Damien, peintre coloré interprété par un Damien Bonnard secouant, est bipolaire dans le film Les Intranquilles. Photo: Fabrizio Maltese

Je souligne aussi au passage la série documentaire Les enfants invisibles de Varda Étienne sur ICI TOU.TV à propos, entre autres, de l’impact de sa maladie sur ses propres enfants. Ce n’est peut-être pas innocent s’il y a autant de productions liées à l’entourage de gens atteints de troubles de santé mentale.

Dans Les intranquilles, c’est Damien, un peintre coloré interprété par un Damien Bonnard secouant, qui est bipolaire. Il n’en est pas à ses premières «crises», au vu des précautions et gestes d’attention appuyés de sa conjointe, Leila, jouée par Leïla Bekhti, qui porte le film sur ses épaules, et de leur fiston, qu’incarne brillamment le petit Gabriel Merz Chammah qui, soit dit en passant, est le petit-fils d’Isabelle Huppert.

Leïla Bekhti porte le film sur ses épaules. Crédit: Stenola productions

Dès le début du film, mère et fils sont aux aguets, prêts, habitués, doués. Puis, l’escalade de la phase maniaque laisse voir l’ampleur des ravages, faits de honte, de culpabilité, de colère, d’effrois, de contrepoids, comme l’enfant refermé sur lui-même qui en vient à manger ses émotions, la femme épuisée qui refoule aussi, puis qui fait la fête pour se purger, ouvrir les vannes, tenter de vivre encore entre deux soubresauts, en attendant la chute dépressive qui suivra inéluctablement.

À hauteur de visage

Tourné à hauteur de visage, le champ des émotions qui les traverse est infini, déployé – crève-cœur – avec la retenue qu’il faut, celle que la vie réelle nous impose souvent, malgré les couvre-visages portés ici et là dans cette fiction actuelle inspirée d’une histoire vraie, et qui ne réussissent même pas à camoufler les sourires déçus des moins intimes de Damien, ceux qui déchantent ou s’accommodent avec découragement.

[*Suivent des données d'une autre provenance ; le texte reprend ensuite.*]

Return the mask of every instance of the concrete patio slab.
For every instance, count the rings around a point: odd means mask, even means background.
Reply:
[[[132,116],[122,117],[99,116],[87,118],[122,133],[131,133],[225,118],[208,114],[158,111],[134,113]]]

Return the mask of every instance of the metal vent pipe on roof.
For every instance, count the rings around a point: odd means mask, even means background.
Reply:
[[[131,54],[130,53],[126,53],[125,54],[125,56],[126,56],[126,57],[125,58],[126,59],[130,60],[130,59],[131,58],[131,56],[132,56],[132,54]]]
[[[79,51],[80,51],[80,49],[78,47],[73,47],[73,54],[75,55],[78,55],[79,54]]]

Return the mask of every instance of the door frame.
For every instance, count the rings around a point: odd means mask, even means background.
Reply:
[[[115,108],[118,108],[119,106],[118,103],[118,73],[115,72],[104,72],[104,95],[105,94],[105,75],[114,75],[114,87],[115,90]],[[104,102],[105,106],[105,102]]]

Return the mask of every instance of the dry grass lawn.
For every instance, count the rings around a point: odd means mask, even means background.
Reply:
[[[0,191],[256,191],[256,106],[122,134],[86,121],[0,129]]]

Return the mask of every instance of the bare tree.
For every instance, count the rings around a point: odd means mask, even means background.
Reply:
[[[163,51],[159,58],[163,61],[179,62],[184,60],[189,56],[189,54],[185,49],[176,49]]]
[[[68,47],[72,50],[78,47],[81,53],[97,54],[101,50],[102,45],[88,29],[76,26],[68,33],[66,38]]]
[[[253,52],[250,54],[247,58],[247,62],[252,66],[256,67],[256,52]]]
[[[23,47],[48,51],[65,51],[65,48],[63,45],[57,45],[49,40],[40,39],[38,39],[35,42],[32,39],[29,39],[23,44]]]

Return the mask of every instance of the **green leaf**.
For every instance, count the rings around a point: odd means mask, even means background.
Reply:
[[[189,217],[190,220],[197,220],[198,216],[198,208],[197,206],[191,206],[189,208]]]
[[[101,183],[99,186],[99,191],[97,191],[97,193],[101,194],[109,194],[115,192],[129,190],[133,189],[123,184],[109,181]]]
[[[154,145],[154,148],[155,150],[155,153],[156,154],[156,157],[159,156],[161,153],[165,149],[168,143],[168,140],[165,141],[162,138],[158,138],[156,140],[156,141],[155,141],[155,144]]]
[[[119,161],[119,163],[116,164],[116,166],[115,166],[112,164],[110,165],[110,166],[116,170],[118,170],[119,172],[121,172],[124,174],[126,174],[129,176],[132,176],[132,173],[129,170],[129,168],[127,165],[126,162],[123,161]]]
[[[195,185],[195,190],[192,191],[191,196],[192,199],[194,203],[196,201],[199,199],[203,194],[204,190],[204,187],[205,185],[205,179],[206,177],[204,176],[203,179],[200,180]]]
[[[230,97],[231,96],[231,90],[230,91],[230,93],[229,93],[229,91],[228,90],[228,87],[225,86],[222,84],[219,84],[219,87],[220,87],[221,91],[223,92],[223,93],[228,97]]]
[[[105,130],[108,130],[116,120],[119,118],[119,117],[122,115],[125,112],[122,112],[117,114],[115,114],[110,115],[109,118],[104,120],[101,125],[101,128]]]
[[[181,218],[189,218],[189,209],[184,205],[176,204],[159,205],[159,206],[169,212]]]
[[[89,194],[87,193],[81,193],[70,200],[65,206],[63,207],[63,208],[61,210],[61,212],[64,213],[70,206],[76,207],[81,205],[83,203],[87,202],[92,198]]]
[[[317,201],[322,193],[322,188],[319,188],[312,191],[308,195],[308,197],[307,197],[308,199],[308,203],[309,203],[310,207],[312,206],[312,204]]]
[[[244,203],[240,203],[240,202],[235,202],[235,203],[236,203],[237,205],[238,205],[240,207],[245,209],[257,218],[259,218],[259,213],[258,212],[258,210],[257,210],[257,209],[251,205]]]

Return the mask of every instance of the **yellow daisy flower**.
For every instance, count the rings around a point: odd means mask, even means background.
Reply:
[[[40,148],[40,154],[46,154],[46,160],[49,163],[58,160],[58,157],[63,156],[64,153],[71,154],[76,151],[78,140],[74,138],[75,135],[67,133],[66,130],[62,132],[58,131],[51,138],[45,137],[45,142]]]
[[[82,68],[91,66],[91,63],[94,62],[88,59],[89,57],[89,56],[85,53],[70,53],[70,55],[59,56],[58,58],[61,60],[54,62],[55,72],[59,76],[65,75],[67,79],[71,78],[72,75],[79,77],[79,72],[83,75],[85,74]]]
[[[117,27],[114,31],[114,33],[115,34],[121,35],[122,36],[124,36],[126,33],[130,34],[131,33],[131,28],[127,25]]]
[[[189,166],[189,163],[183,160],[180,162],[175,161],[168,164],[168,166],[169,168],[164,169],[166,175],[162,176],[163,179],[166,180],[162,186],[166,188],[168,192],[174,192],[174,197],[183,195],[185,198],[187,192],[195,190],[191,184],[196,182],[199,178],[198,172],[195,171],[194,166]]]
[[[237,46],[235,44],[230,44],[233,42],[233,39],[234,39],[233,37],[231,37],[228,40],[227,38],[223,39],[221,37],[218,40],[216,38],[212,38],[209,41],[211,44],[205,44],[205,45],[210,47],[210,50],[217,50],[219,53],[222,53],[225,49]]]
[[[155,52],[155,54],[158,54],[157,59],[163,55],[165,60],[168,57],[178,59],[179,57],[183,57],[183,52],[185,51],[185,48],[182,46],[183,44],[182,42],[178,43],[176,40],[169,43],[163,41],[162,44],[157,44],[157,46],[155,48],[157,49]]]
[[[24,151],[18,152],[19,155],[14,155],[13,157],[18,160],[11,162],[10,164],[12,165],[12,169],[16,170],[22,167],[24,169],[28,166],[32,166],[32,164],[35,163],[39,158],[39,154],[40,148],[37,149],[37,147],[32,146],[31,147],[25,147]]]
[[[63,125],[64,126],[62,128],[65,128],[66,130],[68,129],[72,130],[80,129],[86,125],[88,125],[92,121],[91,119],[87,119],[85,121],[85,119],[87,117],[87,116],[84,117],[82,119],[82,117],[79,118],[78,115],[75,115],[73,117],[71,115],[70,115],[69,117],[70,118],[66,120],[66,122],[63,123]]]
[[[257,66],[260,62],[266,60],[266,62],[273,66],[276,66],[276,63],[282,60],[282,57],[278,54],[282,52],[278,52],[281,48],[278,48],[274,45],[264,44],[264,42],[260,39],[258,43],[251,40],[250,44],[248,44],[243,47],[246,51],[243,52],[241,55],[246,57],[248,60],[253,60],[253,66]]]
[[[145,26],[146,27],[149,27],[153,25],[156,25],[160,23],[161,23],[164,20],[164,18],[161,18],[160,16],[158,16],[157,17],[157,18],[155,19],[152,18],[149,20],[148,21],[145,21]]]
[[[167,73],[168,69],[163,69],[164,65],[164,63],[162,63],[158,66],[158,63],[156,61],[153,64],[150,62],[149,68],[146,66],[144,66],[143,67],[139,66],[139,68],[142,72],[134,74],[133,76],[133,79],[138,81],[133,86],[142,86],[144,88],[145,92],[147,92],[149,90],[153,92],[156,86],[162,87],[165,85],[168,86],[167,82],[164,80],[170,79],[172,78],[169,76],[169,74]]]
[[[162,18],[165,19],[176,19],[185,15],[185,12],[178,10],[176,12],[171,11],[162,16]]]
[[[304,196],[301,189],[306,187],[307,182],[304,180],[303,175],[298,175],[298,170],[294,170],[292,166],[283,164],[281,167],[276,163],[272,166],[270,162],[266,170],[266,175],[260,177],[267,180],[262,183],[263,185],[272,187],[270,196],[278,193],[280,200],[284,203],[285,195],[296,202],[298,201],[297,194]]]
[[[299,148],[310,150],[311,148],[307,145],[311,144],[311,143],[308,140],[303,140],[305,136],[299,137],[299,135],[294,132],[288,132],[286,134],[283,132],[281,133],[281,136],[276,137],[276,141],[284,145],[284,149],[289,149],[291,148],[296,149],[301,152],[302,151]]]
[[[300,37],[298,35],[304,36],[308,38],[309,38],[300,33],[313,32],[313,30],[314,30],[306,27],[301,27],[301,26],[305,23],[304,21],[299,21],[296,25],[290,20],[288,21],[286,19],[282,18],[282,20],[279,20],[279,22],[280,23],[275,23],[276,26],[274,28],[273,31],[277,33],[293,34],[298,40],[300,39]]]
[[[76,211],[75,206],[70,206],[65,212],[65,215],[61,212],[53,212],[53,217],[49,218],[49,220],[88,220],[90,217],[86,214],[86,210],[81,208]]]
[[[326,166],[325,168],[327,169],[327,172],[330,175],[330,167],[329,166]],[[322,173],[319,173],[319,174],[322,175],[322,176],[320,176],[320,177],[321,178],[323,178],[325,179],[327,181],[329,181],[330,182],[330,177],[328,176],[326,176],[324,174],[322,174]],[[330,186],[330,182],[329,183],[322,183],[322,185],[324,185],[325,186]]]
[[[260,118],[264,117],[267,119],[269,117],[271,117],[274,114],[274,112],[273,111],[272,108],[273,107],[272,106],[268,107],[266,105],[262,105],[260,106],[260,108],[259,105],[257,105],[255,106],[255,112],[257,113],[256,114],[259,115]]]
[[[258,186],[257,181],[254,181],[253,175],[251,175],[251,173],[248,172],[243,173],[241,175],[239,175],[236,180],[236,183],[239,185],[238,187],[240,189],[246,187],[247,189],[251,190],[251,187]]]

Les intranquilles n’est pas tant un film sur la maladie, ça en est surtout un sur la capacité et les limites de l’engagement des cœurs les plus fidèles, loyaux et sensibles. Comment font-ils? Comment résister à l’envie de tout envoyer valser quand on est l’amoureuse, le fils, le père, les clients, les amis? Ceux qui restent quand rien ne va plus. Si la mort même survient.

Départ de François Blais

Ceux qui restent sont ceux avec lesquels je compatis aussi en pensant au formidable et si talentueux écrivain québécois François Blais qui a mis fin à ses jours le 14 mai dernier.

La veille même de l’annonce de cette terrible nouvelle, je lisais son album jeunesse L’horoscope (ill. Valérie Boivin) à mon fils de 5 ans, qui raconte l’histoire d’un vieil homme très routinier en proie à l’inattendu par le biais de son astrologie du jour découverte par hasard, sorte d’inquiétante étrangeté qui vient chambouler sa tranquillité.

Il écrivait surtout pour les grands, dont Un livre sur Mélanie Cabay, qui m’avait charmé au plus haut point, démontrant aussi toute l’étendue de son talent jusque dans ce rappel franc et lucide d’un des faits criminels les plus cruels et mystérieux du 19e siècle montréalais.

Les temps sont durs pour tous, mais peut-être plus pour les sensibles. Ne sachant pas trop ce à quoi ça réfère ou ce que ça peut vouloir dire là où il se trouve, je souhaite «paix à son âme». Et à celles de ceux qui restent.